Il 16% delle organizzazioni è classificato come burocratico, cioè caratterizzato da livelli multipli di management che creano una «paralisi da analisi» in un ambiente spesso fortemente politicizzato, mentre sono il 14% le imprese considerate inerti, ossia quelle contraddistinte da resistenze nell’implementare piani concordati.
Questi dati mettono in luce le differenze tra il sistema produttivo italiano e quello degli altri Paesi. Le nostre imprese, grazie alla presenza più numerosa di Pmi, si distinguono per le buone performance in fatto di capacità di reazione e abilità nell’adeguarsi al cambiamento. Infatti, la media estera di organizzazioni considerate inerti è pari al 25 per cento.

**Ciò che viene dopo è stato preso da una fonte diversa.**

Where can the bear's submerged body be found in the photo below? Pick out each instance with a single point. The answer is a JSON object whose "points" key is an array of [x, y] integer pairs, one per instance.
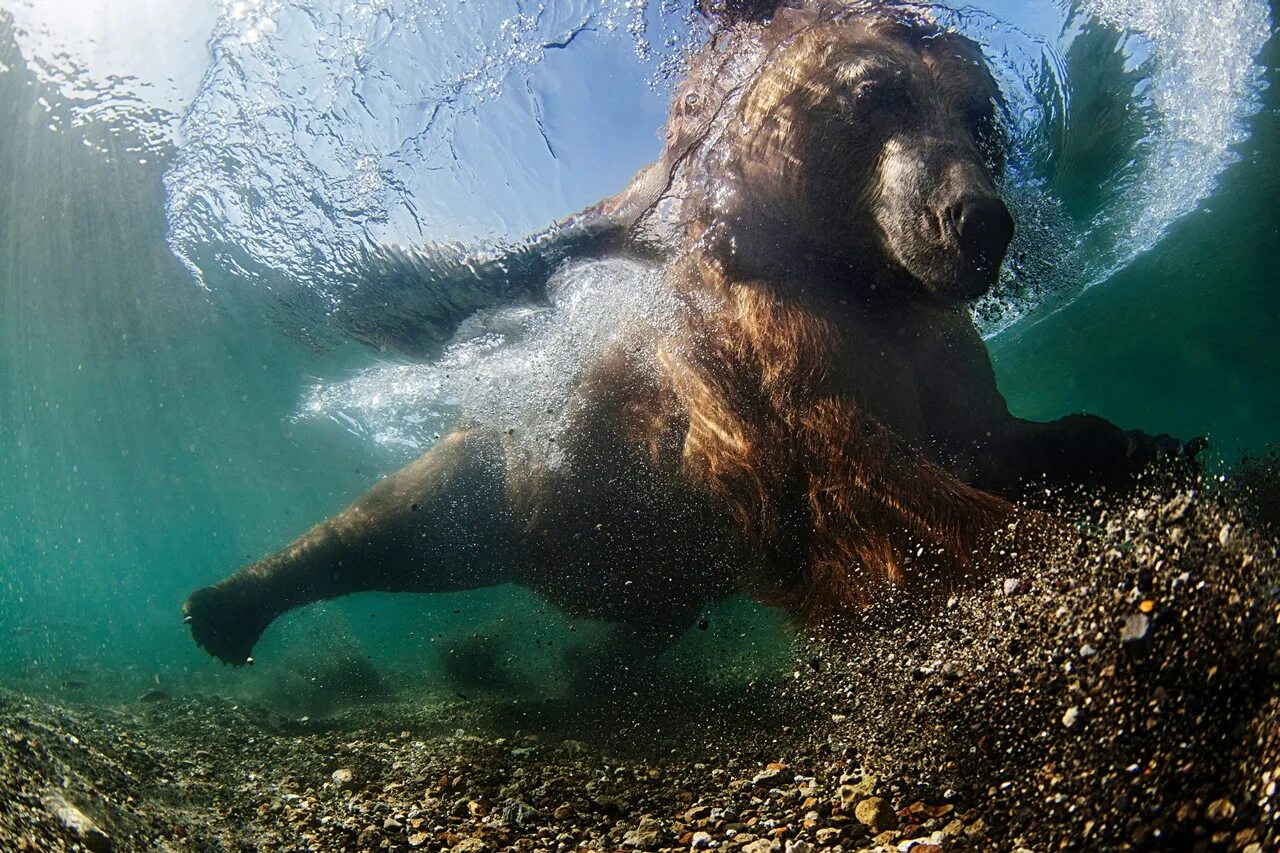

Le aziende burocratiche sono presenti in numero significativo e appartengono al range di società medio-grandi con un fatturato fino a 10 miliardi di euro. Tuttavia il valore (16%) è in linea con quello degli altri Paesi. Negli Usa, infatti, le organizzazioni di questo tipo sono il 17%, in Francia il 16% e in Germania il 15%, mentre nel Regno Unito sono particolarmente numerose con il 21 per cento.
In Italia sono invece più diffuse (6%) le imprese gerarchiche, cioè quelle che guidate da un team ristretto di manager senior, conseguono successi principalmente grazie alla volontà e alla lungimiranza dei propri leader. In Germania sono il 2%, in Francia il 3% e in Gran Bretagna il 4 per cento. Le strutture considerate dispersive, ovvero dotate di numerose risorse umane di talento ma che spesso non mirano verso la stessa direzione e allo stesso tempo, ammontano al 4% del totale analizzato dal questionario, un valore inferiore alla media degli altri Paesi.
Solo l’1% delle aziende è infine sovrasviluppata, cioè troppo grande e complessa per essere controllata in modo efficace da un team ristretto, il quale non ha sviluppato i meccanismi di allargamento dell’autorità decisionale.